There are two main Fantasy authors who I admire and whose books I simply love to read. The first I found was Mercedes Lackey who sometimes co-writes with her husband Larry Dixon. She has two main 'worlds' in which she writes - the 'Valdamar' books and the 'Bard' books. I prefer the first. Her books are an easy read without being too light and have enough of both depth and length to keep me satisfied. She tends to write in trilogies which nicely splits up what would otherwise be an epic for each character's story. Her sets of trilogies require a timeline in the beginning of her books in order for the reader to appreciate the book's place in the time line, but each set can pretty much be read on its own. Lackey apparently pumps out about four or five books a year so it's pretty surprising that she achieves a decent read. She's well written and I enjoy her tales. I am trying to collect the entire Valdemar chronicles.
The other fantasy author I'm enraptured with is Robin Hobb. My flatmate first lent me the Liveship Traders trilogy and I am so very glad he did. For years I have seen her books in the Sci-fi & Fantasy sections of the bookshops and have never been interested in giving her a go. Talk about judging a book by its cover! Hobb's tales are masterful tales which use the plot not so much as a driving force as a backdrop to intricate and competently written character development. People I started of hating - wanting to shake them, slap them, smack them - turned out to be some of my favourites; and people whose side I took themselves take steps which were logical and believable according to their characters, but which I did not see coming. Hobb is also a talented writer, and I have to admit that in many areas she outshines Lackey with little to no competition. I began to read to my sister from the middle of the third book in the Farseer Trilogy and I actually had to hide the book from her so that she would not read the end before she had read the beginning. That's how good Robin Hobb is.
In the area of non-fiction, well... I don't really read non-fiction. But I do enjoy reading the travel novels by Bill Bryson and love my copy of A Short History of Nearly Everything.
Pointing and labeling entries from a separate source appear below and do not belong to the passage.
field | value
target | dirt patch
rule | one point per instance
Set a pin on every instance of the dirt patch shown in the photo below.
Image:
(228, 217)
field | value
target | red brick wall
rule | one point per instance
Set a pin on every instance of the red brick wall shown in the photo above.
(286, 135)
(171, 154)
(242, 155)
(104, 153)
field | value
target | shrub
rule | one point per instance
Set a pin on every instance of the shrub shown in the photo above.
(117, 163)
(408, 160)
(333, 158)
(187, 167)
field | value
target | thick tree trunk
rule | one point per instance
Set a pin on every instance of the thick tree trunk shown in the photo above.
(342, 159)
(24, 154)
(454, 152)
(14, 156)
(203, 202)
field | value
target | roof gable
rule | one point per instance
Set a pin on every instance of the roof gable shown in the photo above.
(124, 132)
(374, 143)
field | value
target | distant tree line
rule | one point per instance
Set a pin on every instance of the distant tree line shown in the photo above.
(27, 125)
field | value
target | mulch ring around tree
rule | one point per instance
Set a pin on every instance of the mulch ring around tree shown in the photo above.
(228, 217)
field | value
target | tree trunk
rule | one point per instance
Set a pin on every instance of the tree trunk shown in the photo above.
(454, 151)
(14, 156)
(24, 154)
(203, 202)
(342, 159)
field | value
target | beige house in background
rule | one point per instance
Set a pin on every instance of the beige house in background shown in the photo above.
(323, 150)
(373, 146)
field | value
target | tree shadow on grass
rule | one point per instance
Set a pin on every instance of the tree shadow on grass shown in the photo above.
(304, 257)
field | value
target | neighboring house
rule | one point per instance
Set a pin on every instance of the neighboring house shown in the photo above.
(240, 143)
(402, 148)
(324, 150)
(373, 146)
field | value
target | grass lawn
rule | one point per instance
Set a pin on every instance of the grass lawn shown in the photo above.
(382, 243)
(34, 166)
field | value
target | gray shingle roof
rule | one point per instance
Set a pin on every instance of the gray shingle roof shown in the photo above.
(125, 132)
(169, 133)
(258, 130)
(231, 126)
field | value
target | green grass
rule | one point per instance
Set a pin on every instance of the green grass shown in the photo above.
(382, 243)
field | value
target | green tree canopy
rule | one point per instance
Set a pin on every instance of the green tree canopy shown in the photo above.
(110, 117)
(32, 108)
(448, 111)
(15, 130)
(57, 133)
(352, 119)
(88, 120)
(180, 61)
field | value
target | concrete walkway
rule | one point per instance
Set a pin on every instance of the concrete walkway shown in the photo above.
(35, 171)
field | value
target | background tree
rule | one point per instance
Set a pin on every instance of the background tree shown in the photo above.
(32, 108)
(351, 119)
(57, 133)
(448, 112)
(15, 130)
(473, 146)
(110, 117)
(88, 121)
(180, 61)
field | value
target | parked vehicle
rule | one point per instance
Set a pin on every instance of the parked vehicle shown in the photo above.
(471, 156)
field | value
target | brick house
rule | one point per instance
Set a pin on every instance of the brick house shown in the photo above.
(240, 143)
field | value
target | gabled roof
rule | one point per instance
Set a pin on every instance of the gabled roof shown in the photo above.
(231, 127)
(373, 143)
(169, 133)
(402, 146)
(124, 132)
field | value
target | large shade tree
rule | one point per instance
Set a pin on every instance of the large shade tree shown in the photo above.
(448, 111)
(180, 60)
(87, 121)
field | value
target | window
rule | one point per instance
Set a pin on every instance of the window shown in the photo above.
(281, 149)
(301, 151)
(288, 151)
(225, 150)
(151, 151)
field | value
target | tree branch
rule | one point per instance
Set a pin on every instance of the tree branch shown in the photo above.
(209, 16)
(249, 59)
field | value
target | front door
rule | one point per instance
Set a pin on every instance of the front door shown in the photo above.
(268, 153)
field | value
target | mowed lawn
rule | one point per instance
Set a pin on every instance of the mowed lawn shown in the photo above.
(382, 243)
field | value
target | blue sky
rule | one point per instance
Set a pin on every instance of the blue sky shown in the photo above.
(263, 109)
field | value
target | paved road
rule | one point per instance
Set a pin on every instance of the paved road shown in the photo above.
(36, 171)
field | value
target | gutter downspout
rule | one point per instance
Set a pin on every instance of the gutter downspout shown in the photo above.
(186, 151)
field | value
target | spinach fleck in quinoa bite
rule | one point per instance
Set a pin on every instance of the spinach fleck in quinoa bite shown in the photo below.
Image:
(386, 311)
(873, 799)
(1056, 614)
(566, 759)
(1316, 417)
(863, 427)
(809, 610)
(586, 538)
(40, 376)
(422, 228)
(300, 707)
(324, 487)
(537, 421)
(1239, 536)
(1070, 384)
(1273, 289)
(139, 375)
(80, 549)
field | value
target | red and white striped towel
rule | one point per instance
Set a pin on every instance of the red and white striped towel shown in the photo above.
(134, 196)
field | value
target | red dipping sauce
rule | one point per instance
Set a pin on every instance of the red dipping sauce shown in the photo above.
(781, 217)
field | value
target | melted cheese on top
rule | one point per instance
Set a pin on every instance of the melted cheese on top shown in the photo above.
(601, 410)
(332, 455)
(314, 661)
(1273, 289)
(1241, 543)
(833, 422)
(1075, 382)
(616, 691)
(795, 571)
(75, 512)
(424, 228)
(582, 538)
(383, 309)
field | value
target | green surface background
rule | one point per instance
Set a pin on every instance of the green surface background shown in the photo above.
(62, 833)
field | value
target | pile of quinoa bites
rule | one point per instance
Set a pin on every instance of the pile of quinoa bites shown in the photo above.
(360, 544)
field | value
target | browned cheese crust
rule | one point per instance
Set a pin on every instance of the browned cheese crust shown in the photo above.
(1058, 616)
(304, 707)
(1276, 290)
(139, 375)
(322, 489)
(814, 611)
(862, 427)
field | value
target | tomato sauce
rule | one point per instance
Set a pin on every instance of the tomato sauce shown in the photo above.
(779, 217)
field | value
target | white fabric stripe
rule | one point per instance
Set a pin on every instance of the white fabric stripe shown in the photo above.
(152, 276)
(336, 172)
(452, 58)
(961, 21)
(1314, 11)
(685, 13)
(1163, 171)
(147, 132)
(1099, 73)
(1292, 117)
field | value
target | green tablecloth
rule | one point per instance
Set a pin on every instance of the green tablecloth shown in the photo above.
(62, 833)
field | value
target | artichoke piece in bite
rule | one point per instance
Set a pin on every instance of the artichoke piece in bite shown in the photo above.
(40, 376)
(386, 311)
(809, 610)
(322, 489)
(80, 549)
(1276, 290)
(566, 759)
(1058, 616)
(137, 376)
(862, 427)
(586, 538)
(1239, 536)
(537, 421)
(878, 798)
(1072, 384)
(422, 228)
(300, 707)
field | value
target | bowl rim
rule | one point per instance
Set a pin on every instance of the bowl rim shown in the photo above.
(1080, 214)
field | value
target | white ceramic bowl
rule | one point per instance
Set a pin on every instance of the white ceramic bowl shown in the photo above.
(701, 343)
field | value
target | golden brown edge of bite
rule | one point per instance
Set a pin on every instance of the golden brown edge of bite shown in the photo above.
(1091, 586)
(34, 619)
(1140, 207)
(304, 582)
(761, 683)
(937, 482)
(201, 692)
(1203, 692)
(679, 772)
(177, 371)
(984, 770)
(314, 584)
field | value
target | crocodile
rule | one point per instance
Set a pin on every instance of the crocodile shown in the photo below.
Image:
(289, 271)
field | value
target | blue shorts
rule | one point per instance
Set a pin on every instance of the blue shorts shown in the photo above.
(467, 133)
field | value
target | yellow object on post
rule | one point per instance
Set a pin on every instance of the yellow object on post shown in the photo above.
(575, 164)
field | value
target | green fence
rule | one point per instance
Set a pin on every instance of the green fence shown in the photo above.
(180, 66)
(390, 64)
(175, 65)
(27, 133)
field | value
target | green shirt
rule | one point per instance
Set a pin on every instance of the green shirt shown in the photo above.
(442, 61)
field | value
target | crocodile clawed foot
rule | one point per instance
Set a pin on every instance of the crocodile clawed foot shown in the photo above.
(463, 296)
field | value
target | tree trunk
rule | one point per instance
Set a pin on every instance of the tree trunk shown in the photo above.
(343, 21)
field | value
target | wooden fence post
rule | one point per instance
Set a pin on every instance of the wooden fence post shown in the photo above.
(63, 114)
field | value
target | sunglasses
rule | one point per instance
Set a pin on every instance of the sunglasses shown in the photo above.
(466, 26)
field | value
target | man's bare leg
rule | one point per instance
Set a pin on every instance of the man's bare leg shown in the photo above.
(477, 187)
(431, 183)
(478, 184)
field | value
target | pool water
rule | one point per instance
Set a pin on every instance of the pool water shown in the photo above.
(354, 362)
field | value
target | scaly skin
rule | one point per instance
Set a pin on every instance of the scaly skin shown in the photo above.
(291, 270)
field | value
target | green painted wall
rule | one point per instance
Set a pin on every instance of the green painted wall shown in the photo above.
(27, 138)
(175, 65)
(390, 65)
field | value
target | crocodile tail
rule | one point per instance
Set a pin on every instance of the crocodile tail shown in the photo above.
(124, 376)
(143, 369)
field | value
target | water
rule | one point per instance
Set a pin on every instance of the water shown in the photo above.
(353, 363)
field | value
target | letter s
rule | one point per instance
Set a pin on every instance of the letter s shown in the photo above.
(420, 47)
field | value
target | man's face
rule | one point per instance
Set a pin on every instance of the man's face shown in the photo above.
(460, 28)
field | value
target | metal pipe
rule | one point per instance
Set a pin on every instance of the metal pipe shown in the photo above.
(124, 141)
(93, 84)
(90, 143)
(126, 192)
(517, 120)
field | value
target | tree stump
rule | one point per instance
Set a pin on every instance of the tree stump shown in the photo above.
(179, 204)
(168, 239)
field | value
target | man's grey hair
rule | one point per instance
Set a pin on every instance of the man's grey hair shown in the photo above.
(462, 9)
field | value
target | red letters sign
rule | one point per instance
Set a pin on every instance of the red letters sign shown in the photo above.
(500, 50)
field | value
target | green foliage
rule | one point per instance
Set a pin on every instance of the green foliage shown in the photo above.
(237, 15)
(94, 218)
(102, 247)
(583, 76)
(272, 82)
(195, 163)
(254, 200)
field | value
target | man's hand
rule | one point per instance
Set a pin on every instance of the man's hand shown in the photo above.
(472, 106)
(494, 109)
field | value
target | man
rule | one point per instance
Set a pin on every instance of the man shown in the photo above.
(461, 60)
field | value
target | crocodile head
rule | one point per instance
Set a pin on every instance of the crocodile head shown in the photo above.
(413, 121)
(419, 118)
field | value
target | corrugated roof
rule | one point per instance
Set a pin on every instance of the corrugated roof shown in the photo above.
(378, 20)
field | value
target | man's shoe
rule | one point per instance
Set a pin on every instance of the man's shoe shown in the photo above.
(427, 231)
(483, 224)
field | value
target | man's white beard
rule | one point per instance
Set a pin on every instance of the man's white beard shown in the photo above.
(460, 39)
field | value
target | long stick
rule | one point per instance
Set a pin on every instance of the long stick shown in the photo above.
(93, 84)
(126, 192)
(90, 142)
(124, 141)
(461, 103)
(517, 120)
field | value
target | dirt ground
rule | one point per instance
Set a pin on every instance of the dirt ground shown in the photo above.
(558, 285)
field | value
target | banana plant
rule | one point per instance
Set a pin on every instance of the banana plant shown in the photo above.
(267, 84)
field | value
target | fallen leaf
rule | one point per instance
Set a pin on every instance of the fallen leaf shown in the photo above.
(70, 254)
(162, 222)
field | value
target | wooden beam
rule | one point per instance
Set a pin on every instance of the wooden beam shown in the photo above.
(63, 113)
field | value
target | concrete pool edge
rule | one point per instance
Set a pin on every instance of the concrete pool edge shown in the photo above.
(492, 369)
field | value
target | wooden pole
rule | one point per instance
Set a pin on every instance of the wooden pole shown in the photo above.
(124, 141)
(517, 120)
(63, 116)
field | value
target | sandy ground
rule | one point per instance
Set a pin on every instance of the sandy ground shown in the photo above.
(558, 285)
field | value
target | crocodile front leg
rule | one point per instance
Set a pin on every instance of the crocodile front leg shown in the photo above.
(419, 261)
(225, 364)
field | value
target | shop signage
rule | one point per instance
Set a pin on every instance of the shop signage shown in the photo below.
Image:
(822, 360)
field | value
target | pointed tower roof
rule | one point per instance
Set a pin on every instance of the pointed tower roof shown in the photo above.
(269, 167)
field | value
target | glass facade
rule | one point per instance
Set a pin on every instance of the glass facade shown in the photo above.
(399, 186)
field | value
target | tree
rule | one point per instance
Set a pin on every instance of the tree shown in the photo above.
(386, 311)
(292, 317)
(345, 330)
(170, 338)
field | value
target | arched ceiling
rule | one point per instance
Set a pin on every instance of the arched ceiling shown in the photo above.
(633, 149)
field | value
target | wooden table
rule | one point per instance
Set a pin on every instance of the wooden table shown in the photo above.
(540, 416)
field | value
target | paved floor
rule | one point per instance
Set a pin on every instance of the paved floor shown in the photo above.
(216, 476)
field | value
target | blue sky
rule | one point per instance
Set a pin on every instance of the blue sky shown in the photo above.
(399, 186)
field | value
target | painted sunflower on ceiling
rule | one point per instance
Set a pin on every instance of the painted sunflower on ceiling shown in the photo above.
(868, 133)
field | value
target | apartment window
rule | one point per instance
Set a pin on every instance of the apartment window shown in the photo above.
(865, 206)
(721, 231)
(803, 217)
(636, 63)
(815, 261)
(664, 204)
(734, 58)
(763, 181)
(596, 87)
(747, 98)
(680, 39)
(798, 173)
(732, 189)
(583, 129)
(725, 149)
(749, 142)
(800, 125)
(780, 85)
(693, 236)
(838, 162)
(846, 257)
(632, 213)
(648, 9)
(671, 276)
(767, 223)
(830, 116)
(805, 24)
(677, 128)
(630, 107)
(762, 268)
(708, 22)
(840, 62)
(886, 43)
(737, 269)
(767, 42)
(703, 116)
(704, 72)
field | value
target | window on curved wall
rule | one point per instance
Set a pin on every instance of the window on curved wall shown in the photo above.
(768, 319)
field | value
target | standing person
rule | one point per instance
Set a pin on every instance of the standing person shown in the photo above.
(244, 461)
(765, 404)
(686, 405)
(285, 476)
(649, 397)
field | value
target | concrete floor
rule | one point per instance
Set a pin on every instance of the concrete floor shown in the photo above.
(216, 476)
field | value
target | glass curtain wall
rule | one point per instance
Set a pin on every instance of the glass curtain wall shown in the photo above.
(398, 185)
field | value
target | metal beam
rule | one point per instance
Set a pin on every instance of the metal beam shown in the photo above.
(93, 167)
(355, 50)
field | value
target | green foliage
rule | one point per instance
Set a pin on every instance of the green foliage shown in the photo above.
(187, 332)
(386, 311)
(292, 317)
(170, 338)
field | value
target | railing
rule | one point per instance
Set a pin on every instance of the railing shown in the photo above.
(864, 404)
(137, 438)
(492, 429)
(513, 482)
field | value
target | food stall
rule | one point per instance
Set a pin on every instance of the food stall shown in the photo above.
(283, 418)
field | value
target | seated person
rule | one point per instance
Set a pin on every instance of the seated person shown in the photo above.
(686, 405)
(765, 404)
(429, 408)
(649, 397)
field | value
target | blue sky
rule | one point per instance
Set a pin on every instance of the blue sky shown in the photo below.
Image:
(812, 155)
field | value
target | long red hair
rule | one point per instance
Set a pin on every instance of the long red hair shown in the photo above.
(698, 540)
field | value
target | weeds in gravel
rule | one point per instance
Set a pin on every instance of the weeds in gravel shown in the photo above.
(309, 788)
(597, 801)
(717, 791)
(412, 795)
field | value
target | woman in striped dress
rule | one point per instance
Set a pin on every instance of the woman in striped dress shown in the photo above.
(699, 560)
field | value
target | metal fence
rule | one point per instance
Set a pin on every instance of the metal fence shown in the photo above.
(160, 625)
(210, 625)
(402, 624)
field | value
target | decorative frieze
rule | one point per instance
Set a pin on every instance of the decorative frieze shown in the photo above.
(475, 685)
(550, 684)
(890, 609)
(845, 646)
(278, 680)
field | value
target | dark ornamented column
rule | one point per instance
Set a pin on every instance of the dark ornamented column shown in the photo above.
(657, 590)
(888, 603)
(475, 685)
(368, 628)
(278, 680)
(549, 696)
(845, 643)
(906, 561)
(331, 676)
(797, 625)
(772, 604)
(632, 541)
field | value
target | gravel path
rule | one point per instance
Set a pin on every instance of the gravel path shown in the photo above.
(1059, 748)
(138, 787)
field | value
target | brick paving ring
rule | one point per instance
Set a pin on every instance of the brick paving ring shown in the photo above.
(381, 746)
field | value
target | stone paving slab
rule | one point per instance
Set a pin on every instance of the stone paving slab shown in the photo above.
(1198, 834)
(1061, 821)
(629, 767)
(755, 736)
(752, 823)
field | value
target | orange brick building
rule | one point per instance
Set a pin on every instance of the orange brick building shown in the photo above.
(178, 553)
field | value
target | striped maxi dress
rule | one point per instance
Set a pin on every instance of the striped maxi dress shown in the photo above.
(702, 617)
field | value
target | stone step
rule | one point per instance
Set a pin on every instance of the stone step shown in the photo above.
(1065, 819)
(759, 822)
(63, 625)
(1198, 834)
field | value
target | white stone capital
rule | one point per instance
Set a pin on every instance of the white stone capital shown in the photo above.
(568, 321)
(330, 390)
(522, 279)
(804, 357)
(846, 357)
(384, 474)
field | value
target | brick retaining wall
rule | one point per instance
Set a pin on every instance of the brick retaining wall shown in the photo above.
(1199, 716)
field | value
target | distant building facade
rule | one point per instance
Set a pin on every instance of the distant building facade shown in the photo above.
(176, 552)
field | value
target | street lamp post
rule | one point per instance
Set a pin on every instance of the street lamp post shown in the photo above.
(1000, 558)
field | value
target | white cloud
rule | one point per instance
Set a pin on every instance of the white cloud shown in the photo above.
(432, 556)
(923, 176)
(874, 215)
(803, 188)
I also love my Reverse Dictionary, does that count?
I also read a lot of rubbish. I read trashy novellas and stories on the internet. I pick up $2 fantasy novels from the second hand book store and put up with poor language skills and un-artistic writing for the sake of the gripping plot. I think my writing is similar to this b-grade stuff but I'll keep working on it. The more I read the more I should be able to see what won't work.
I like Mills & Boon (etc). Forgive me if you feel you have to but they are also an easy read and I like the tension, the expulsion of the tension, the character interplay and, yes, the sex scenes. (Why deny it?) But I wouldn't say that anything from Mills & Boon is worth reading twice. And that's what it comes back to isn't it? Is that the real definition of 'favourite' ? Something which is enjoyed over and over again without tiring of it? I suppose it is... I just never thought about it. I do really enjoy Ken Catran's novels, but I can't say I really read them more than twice at the maximum. Some of Mercedes Lackey's works are worth reading many times - but not all of them. To be fair though that's probably true of most authors. Hobb I will definitely read again but since I am still going through her work for the first time I cannot yet include her in the running. As an author she will definitely be included in my list of favourites. Non-fiction... sorry, it just doesn't cut it for me at the moment. Maybe one day when I'm older.
I included the Mills & Boon 'romantic fiction' up there because it follows the same basic framework of what is my favourite book. This book (which hopefully both my Loyal Followers will have guessed at already) is a very typical story which follows the standard romantic fiction structure. There is a girl and a boy. The girl hates the boy with a passion and the boy is slowly but surely falling in love with the girl. The boy expresses his love but she rejects him cruelly, (and the reader would be forgiven for thinking that she has really burned her bridges there). But they are thrown together again by fate and circumstance (mostly circumstance), and the girl begins to realise the boy is really quite dashing and wonderful and perhaps she could like him.. just a little bit.
Then fate sideswipes them this time and something prevents them from ever being together. This is the point at which the girl realises the boy is really the only one she could ever love.
Fate is left out of it at this point, although the girl doesn't know it at this stage. The boy does everything in his considerable power to overcome the obstacle between them - not knowing for sure if it will even bring them together. When she discovers what he has done she starts the conversation which brings them together forever. Hurrah!
Have you guessed it yet?
What sets this romantic novel aside from trashy fiction is not just the depth and character development of both the main characters, but the side plots and stories, the rest of their families and acquaintances, the interaction between main and supporting cast I mean characters and the free-flowing and natural seeming dialogue of an intelligent and witty young woman and a man who won't be goaded. I read it again and again. Every time I am gripped by the tension.. each time I pretend I am she. I pretend other characters are able to listen into conversations and wonder what their reactions would be if they had. I wonder who I would be and how I would know them if I were in the book too. And my heart never fails to ache and break when that ultimate moment comes.